Agent Washing: Why 95% of "AI Agents" Aren't Actually Agents
Cutting through the buzzwords to help you spot the real deal
If you’ve attended a vendor presentation, conference, or even opened Youtube or LinkedIn in the past six months, you’ve almost certainly heard the term “agentic AI.” It’s everywhere. Every software company suddenly has an “AI agent” to sell you.
Leading AI researcher Andrew Ng pointed out in a recent talk, once the term “Agentic” gained traction, marketers immediately “slapped it as a sticker on everything in sight”.
However, according to Gartner, only about 130 of the thousands of vendors claiming to offer agentic AI solutions are actually delivering genuine agentic capabilities. The rest? They’re engaged in what analysts now call “agent washing”, which is rebranding existing chatbots, robotic process automation (RPA), and scripted workflows under a shiny new label.
This isn’t just semantic pedantry. Gartner predicts that over 40% of agentic AI projects will be cancelled by the end of 2027 due to escalating costs, unclear business value, and inadequate risk controls. If you’re making investment decisions based on vendor claims, you need to know the difference between genuine innovation and marketing spin.
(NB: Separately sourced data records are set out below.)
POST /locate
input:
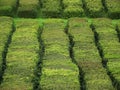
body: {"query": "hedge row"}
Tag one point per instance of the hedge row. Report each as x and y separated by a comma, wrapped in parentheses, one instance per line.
(22, 56)
(109, 44)
(72, 8)
(94, 8)
(87, 56)
(5, 31)
(113, 7)
(58, 71)
(60, 8)
(118, 29)
(51, 8)
(28, 8)
(7, 7)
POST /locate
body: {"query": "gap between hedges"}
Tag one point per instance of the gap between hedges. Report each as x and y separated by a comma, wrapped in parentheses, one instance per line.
(38, 69)
(71, 53)
(4, 53)
(104, 61)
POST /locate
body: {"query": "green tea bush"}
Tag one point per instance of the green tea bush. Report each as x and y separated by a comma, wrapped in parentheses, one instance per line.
(94, 8)
(51, 8)
(28, 8)
(87, 56)
(113, 7)
(118, 29)
(7, 7)
(109, 44)
(22, 56)
(72, 8)
(5, 31)
(58, 71)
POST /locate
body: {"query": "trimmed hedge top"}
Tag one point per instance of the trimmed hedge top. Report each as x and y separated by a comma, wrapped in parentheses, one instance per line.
(60, 8)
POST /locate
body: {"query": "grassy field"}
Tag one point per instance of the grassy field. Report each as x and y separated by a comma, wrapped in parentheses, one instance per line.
(60, 8)
(59, 44)
(59, 54)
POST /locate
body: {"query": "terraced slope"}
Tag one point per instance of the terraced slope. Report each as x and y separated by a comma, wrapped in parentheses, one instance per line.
(22, 57)
(58, 71)
(60, 8)
(59, 54)
(8, 7)
(87, 56)
(109, 45)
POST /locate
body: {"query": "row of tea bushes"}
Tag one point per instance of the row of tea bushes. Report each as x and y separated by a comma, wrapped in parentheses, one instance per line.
(113, 7)
(5, 32)
(7, 7)
(118, 29)
(51, 8)
(73, 8)
(58, 71)
(28, 8)
(87, 56)
(110, 48)
(94, 8)
(22, 56)
(60, 8)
Let’s cut through the noise.
What Actually Makes AI “Agentic”?
The term “agentic” comes from “agency” which is the capacity to act independently and purposefully. But what does that mean in practice? Here are the four characteristics that define a genuine AI agent:
1. Autonomous Goal Pursuit
A real agent doesn’t just respond to individual prompts. It takes a high-level objective and independently breaks it down into steps, executes those steps, and adjusts its approach based on results. The key word is “independently” - without requiring constant human instruction at every stage.
2. Reasoning and Planning
True agents think several moves ahead. They consider the consequences of actions, evaluate multiple approaches, and select strategies based on context. They’re not following a script; they’re solving problems.
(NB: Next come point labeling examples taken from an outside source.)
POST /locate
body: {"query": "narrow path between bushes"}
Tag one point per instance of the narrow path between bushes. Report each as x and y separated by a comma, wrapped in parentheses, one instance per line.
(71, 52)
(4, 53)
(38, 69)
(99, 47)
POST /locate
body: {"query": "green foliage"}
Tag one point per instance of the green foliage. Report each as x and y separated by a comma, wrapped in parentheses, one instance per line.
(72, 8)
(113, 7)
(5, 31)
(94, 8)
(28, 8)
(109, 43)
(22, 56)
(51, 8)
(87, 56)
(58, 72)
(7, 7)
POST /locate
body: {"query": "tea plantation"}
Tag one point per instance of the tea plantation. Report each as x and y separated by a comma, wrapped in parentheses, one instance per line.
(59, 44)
3. Tool Use and Environment Interaction
Agents don’t just generate text. They interact with external systems - calling APIs, querying databases, executing code, browsing the web, manipulating files. They take action in the real world (or at least the digital one).
4. Learning and Adaptation
Genuine agents adjust their behaviour based on feedback and outcomes. When something doesn’t work, they try a different approach. They maintain context across extended interactions and learn from the results of their actions.
A useful way to think about a genuine AI agent is to compare it to a someone doing their day job. You don’t give a senior employee a prompt every five minutes. You give them an objective, some constraints, and access to the tools they need. They decide how to approach the task, adapt when something doesn’t work, use different systems as required, ask for help, and keep going until the outcome is achieved. That combination of autonomy, judgement, tool use, and adaptation is what we recognise as competence in people, and it’s exactly what “agentic” is meant to describe in AI.
If a product doesn’t exhibit most of these characteristics, it’s not an agent. Full stop.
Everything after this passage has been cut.